The "fabricators," or donors, of the sperm were not paid for their services, but Shvarts required them to periodically take tests for sexually transmitted diseases. She said she was not concerned about any medical effects the forced miscarriages may have had on her body. The abortifacient drugs she took were legal and herbal, she said, and she did not feel the need to consult a doctor about her repeated miscarriages.
Not designed for shock value. Uh huh. You will be pleased to know that, although she's smearing a blood-and-vaseline mixture all over a bunch of plastic wrap in a gallery and showing videos purportedly depicting her miscarrying in a bathtub, Ms. Shvarts describes her experience as "private and personal."
As I said at Making Light: I don't believe a word of it.
College students (and their student newspapers) are probably a pretty credulous audience when it comes to claims about pregnancy and miscarriage. It's an area about which the vast majority of them will have very little experience, plus a great deal of fear.
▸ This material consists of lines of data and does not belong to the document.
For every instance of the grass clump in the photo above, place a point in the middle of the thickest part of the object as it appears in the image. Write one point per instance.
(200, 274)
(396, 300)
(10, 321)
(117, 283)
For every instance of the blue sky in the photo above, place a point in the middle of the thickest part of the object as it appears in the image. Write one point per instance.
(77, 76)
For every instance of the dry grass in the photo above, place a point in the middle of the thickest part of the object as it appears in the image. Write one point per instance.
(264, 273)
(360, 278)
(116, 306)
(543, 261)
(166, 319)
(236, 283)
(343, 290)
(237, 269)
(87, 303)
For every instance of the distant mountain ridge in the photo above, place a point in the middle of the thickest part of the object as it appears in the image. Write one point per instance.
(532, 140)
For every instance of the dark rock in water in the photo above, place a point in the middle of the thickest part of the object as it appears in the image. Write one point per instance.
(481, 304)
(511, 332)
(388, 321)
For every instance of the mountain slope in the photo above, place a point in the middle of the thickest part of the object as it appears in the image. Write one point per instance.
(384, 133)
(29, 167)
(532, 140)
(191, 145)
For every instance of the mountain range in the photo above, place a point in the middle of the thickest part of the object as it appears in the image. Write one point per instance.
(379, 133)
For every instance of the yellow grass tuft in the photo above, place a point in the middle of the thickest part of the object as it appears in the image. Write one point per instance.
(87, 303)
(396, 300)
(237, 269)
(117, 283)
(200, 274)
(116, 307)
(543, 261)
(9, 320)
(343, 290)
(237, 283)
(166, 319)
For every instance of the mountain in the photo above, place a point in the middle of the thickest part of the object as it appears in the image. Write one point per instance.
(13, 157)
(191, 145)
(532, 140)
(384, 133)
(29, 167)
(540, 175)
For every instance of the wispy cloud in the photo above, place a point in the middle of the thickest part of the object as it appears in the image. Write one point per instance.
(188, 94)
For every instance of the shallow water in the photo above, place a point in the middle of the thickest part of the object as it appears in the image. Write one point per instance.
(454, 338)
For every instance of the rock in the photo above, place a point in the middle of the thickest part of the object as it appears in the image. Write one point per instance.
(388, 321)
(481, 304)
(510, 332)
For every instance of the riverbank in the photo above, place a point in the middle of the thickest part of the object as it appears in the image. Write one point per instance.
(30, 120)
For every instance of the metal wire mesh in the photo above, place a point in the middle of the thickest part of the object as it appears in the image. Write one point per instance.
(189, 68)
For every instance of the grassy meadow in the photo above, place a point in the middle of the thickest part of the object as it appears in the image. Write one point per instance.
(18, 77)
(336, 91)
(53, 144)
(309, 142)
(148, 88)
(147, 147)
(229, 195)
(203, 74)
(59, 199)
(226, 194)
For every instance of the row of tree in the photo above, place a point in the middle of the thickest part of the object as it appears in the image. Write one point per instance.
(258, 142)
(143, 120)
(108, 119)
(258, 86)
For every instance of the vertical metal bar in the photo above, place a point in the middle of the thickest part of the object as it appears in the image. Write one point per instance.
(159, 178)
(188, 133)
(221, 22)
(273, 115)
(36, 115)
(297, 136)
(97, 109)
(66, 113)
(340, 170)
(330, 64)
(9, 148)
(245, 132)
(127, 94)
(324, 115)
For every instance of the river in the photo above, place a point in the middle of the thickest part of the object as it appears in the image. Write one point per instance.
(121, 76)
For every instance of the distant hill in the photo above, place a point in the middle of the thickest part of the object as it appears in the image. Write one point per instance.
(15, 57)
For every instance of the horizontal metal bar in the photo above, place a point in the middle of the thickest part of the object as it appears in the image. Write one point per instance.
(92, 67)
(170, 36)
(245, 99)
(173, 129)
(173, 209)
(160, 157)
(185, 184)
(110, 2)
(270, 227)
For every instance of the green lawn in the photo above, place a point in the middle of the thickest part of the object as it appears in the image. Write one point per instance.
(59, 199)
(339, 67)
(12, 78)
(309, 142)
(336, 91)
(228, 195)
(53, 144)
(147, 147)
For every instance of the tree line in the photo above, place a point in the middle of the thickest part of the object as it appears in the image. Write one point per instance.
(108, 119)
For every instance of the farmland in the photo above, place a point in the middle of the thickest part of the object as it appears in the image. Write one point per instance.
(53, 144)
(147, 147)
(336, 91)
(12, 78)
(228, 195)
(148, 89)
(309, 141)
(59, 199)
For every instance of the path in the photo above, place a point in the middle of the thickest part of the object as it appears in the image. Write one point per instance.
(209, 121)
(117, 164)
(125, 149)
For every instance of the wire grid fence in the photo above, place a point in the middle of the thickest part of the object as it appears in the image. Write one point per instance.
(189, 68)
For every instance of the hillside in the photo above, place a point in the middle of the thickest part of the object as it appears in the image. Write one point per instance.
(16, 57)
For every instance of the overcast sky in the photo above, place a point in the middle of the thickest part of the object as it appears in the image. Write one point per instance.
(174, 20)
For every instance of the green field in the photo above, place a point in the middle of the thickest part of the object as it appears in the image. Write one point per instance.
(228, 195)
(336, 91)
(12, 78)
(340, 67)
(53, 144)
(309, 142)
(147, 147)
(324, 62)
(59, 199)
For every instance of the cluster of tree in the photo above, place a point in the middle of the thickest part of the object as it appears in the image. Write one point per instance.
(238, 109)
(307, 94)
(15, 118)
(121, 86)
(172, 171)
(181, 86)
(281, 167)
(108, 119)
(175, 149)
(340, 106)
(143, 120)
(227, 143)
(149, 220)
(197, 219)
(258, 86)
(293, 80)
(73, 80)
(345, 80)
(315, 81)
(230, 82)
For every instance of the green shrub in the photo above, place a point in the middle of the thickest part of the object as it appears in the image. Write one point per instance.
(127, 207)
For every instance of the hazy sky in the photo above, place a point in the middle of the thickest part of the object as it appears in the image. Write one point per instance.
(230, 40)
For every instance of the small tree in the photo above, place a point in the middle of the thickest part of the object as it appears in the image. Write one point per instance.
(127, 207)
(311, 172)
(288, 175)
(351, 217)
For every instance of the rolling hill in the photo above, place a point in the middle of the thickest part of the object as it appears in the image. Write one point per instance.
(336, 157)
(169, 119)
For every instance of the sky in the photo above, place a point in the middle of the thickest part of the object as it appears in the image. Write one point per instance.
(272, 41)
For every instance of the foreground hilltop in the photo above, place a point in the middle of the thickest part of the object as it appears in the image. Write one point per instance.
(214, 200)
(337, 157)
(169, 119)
But from the standpoint of experience, I question the plausibility of what she claims to have accomplished. How many times is it possible to conceive, miscarry, and conceive again in a nine-month period?
The article says she "inseminated herself as often as possible." How nice. But regardless of how often she inseminated herself, there was only a 24-48 hour window per month that she was actually fertile. A healthy couple has about a 20% chance per cycle of conceiving during that window. Let's be generous and give Shvarts another 5% chance because, as a college student, she's pretty much at the peak of her fertility. We're still talking about only a 58% chance of conceiving at all within a given three-month period.
And then "miscarrying," which seems to be the word she's using for induced abortion. After a miscarriage, it takes time for the pregnancy hormones to subside to zero, and then for the reproductive system to reboot itself and for ovulation to resume. Yet we're to believe that she went through this conception-miscarriage-conception process repeatedly.
But even putting all that aside, and crediting Shvarts with some kind of super-fertility, it comes down to this: If it were easy to produce a "natural," "herbal" miscarriage using legally obtainable over-the-counter products, there wouldn't be an abortion issue for shocking college students to make art about. It isn't. (Yes, I know that there are herbal products pregnant women can't use because they are classified as abortifacients. That doesn't make them reliable abortifacients.) Procuring a home-brewed abortion is difficult, unreliable, and dangerous. If it weren't, there would be no need for abortion clinics.
If it's not a total hoax from beginning to end, then I suspect that what happened is that Shvarts "artificially inseminated" herself periodically without particular attention to fertility (or the viability of the donor sperm - which also takes some finicky care). Then, at about the time her period was expected, she took herbs that are known to sometimes be abortifacients and collected her menstrual blood in a jar. "Edgy" and "daring," without, you know, necessarily involving any inconveniences of reproductive biology.
So, yeah: I don't believe a word of it. But let me also add: she's a fucking dramatastic attention whore. "She has become increasingly comfortable discussing her miscarriage experiences with her peers," the Yale Daily News informs us. I'll just bet she has. It really makes me sick to think of her appropriating the shock, pain, fear, blood, and agony of the grief that is miscarriage in order to have a titillating story to tell at college parties.
Edited to add: Yale officials confirm that indeed she was faking from beginning to end. How very artistic.